I don’t claim any fresh insights on this question. Janee Woods has some good ones.
Here’s something I do know: one extraordinarily bad way to stand with Ferguson is to show up there, strive to ratchet up tensions with police, tangle with local black leaders about tactics, and insist that the problem at hand is everything everywhere rather than this thing here.
That appears to be the mode of solidarity chosen by Revolutionary Communist activist Greg “Joey” Johnson:
In another video, Johnson leads a chant against "the whole damn system." Take that! In Ferguson, of course, the outrage is a little more specific: the cops killed Michael Brown and then responded to overwhelmingly peaceful protests with oppressive restrictions and absurd firepower. If you want to be in solidarity with people, protest what they’re protesting. And defer to local leaders, don’t fight with them! They might not be full-time revolutionary agitators, but they probably know a thing or two about Ferguson, its people, and their needs.

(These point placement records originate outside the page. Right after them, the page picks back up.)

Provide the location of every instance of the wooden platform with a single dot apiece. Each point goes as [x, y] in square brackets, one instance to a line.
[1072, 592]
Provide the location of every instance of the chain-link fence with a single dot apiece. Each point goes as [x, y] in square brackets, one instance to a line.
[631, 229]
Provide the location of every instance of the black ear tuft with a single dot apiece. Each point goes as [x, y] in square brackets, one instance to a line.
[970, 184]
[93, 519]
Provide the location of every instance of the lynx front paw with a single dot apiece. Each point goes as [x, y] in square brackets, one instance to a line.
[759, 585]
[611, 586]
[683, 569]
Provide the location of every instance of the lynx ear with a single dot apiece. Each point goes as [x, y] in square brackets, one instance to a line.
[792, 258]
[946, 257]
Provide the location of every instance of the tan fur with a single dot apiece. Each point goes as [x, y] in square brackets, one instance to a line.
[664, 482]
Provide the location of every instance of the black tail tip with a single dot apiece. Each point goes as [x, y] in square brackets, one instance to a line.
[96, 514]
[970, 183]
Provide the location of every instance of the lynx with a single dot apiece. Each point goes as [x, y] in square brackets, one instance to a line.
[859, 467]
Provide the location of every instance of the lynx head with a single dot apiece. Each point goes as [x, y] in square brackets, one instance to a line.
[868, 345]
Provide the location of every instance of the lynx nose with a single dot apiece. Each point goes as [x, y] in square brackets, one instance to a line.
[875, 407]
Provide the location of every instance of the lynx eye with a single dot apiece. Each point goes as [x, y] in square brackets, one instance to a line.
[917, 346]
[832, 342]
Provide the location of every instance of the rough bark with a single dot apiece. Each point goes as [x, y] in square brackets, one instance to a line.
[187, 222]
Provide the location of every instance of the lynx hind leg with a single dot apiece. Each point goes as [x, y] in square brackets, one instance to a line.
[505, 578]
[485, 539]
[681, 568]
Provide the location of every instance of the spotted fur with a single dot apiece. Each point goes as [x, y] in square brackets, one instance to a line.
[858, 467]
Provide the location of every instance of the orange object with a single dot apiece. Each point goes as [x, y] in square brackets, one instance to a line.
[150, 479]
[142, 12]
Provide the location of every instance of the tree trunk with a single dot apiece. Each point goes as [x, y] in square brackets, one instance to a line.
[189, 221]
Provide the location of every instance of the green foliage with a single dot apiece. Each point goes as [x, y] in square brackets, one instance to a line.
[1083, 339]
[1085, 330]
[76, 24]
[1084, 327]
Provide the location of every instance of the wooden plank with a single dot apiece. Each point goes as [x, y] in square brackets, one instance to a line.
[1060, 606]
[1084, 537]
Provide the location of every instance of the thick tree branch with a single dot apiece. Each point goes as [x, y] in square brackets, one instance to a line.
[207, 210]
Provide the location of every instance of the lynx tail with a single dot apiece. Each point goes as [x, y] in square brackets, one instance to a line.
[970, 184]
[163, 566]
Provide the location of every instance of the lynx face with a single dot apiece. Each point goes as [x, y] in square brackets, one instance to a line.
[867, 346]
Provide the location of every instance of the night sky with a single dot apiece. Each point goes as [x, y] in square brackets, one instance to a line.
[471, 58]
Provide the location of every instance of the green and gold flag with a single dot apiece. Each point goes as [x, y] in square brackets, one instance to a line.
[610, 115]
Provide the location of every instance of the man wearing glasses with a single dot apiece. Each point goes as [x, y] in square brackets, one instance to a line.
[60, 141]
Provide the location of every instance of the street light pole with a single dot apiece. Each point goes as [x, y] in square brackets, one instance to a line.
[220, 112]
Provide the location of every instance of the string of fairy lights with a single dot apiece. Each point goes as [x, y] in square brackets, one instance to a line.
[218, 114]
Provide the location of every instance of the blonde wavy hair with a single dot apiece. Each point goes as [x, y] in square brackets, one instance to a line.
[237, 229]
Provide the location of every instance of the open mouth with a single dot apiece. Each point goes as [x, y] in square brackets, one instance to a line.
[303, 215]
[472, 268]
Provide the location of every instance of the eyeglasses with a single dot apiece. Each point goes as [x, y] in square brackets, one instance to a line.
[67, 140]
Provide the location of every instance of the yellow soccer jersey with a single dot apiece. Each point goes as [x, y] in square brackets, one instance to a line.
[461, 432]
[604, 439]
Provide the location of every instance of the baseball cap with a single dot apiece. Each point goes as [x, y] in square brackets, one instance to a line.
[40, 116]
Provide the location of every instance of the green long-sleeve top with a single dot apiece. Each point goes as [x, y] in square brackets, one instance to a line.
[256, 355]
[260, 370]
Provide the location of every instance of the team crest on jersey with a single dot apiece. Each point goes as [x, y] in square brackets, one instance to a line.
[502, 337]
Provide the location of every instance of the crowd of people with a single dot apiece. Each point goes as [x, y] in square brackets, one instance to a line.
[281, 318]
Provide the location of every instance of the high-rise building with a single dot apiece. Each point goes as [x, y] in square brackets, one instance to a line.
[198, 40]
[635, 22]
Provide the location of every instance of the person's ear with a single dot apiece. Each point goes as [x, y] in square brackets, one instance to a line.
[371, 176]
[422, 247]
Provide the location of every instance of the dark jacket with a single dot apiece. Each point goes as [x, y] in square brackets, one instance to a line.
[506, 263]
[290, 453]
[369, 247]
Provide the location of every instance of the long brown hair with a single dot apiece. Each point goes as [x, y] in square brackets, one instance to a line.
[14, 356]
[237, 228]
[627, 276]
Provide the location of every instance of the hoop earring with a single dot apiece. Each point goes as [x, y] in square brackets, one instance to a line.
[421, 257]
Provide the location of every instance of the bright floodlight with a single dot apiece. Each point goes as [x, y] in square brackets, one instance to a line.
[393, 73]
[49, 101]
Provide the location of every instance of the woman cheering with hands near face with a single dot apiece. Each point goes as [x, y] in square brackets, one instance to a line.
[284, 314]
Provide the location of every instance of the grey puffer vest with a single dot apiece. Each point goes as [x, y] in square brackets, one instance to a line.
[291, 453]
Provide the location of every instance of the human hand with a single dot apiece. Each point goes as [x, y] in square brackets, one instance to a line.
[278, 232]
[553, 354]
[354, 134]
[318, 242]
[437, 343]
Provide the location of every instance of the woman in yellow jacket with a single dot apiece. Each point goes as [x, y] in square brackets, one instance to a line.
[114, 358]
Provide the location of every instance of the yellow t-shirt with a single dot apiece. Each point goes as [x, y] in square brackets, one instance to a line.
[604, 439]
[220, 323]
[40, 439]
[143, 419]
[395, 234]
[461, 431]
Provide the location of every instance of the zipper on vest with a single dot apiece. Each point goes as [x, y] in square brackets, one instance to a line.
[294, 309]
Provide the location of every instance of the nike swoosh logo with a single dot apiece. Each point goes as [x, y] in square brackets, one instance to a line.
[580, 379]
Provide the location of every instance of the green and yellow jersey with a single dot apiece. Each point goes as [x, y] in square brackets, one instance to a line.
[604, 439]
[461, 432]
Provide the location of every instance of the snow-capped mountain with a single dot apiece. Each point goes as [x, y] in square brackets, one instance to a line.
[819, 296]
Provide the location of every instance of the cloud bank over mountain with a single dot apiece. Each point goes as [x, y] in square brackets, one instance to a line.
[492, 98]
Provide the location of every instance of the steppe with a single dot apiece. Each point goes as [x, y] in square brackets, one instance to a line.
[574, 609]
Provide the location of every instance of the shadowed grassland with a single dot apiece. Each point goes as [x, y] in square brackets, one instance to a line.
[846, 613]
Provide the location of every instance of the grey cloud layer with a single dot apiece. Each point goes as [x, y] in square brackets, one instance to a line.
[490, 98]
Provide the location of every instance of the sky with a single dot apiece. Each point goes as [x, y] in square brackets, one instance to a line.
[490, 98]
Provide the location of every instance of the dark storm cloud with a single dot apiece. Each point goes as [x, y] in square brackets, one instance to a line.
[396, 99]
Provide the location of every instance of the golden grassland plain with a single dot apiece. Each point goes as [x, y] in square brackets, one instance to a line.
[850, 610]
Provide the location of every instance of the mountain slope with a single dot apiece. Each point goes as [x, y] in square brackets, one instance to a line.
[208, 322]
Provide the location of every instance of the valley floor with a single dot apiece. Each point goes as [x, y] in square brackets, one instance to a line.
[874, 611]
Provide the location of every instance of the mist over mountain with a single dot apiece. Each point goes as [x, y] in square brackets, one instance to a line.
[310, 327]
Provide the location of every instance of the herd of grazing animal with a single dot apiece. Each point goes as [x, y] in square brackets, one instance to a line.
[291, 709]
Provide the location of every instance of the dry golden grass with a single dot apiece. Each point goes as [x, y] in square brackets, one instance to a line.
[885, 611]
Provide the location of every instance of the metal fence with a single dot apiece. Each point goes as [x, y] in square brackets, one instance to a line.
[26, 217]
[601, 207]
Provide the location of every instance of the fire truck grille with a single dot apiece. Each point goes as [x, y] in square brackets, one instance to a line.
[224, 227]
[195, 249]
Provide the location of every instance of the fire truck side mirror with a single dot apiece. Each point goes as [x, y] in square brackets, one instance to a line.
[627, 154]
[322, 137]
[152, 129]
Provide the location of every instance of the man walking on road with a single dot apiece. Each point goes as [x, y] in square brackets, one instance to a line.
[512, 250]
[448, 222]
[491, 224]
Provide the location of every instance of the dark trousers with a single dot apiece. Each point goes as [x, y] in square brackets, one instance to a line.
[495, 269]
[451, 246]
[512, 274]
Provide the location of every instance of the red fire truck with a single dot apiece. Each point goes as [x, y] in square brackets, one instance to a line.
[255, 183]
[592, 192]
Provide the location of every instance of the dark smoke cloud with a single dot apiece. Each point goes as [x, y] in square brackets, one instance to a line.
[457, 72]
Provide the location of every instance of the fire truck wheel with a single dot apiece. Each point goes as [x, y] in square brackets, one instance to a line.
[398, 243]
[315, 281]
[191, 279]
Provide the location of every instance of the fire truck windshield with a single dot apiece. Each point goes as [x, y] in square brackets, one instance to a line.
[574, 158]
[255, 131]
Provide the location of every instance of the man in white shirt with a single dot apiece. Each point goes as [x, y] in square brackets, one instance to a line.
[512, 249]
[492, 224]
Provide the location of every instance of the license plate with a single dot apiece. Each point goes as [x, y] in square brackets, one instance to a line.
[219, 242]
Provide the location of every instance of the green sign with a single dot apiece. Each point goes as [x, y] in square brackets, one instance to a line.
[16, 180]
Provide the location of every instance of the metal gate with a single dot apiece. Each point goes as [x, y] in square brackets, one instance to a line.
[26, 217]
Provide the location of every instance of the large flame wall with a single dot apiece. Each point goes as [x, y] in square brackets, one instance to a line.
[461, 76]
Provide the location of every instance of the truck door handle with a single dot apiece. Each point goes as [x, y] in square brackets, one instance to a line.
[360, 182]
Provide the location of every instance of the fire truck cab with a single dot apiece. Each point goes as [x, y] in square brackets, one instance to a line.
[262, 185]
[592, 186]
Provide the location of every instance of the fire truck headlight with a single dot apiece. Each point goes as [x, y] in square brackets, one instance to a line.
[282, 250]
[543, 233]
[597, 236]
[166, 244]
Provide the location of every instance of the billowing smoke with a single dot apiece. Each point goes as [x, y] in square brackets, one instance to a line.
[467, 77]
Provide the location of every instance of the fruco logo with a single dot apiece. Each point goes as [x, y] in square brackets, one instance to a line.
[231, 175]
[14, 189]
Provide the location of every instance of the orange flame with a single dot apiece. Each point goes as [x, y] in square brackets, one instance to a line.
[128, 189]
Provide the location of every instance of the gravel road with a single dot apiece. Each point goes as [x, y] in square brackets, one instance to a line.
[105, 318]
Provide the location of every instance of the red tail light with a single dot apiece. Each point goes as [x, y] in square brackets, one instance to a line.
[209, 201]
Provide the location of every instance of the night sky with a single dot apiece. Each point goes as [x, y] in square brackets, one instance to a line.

According to Chris King of St. Louis American, Johnson was responsible for at least some of the molotov cocktails last night. Yes, some black protesters threw them, too. As Christena Cleveland reminds us, the image of God exists even in the minority of protesters who haven’t stayed 100 percent peaceful.
Maybe you’d stress instead than an outraged, scared, tear-gassed kid throwing a burning bottle at a massive armored vehicle is by definition an awful criminal who’s looking for whatever trouble he finds. Fine.
But let’s at least agree not to be distracted. The authorities in Ferguson keep trying to redirect the conversation. There were looters! Brown stole cigars! We confiscated two handguns (legal in Missouri) and one whole molotov cocktail! (Best response: “YAY! YOU FINALLY FOUND ONE!”)
Looting, stealing, fighting back: not good things. Also not the point. As Al Jazeera America puts it, stay with the story: Michael Brown, a young black man, was killed by a cop. He was unarmed. More than a week later, protests—largely peaceful protests—continue, and police continue to act as though they don’t value these protesters’ rights or well-being much more than they valued Brown’s.
But their lives do matter; their bodies do have worth. (That’ll preach this Sunday.) If you believe this, then doing what Joey Johnson did—showing up to agitate, escalate, tell local leaders what’s up, and generally exploit the situation—is a singularly crummy way to help out. But sitting back and wringing our hands about calm and cooler heads and blame-to-go-around isn’t a whole lot better. Solidarity may be complex, but it has to at least to include refusing to distract or be distracted from the injustices that got Ferguson’s people out in the streets in the first place.